Graph-Enhanced BERT for Automatic Error Detection
Co-Supervised by: Corina Masanti
If you are interested in this topic or have further questions, do not hesitate to contact corina.masanti@unibe.ch.
Background / Context
Transformer models perform well on sentence classification tasks but struggle with subtle grammatical error detection (such as real-word errors). Prior work treats samples independently. In contrast, graph neural networks can exploit sample-to-sample relationships.
Research Question(s) / Goals
Does adding a graph-based neighborhood propagation layer on top of BERT embeddings improve sentence-level grammatical error detection?
Approach / Methods
- Use mBERT for embedding extraction of an input sentence
- Build a graph (e.g., edge to k closest samples in terms of embedding and/or corrections, tune k)
- Apply a shallow GNN (e.g., GCN or GIN) for node classification with limited message passing rounds
- End-to-end training: update BERT and GNN weights jointly
- Evaluation: binary classification (error vs. clean sentence)
- Metrics: F1, precision, recall
- Compare pipeline: BERT-only vs.
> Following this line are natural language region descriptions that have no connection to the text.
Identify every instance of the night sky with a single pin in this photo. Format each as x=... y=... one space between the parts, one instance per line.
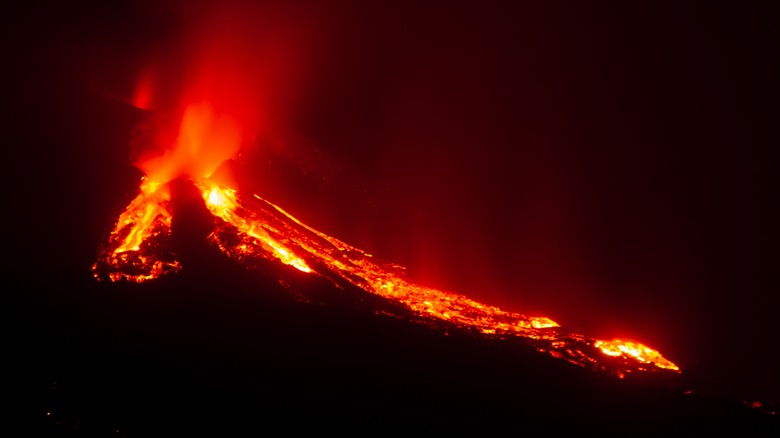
x=607 y=166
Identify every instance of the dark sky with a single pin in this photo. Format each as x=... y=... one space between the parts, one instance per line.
x=608 y=166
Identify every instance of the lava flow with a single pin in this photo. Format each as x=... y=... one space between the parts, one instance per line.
x=252 y=230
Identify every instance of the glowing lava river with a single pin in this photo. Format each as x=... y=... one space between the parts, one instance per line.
x=252 y=230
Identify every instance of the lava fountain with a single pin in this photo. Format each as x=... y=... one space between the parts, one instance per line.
x=208 y=124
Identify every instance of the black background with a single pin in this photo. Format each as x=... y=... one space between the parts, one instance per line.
x=606 y=165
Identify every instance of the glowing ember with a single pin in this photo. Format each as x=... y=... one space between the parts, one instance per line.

BERT+GNN
Expected Contributions / Outcomes
- Method to construct sentence-embedding graphs for grammatical error detection
- Hybrid BERT-GNN model for classification tasks
- Comparison between mBERT baseline and BERT-GNN
- Reproducible pipeline and code
Required Skills / Prerequisites
- Strong programming skills
- Solid understanding of transformer-based language models or willingness to study them in depth
- Interest in graph neural networks and willingness to learn graph-based methods
Possible Extensions
- Different neighborhood methods (e.g., prototype-based)
- Adaptive edge weighting
Further Reading / Starting Literature
- Devlin et al., “BERT: Pre-training of Deep Bidirectional Transformers for Language Understanding”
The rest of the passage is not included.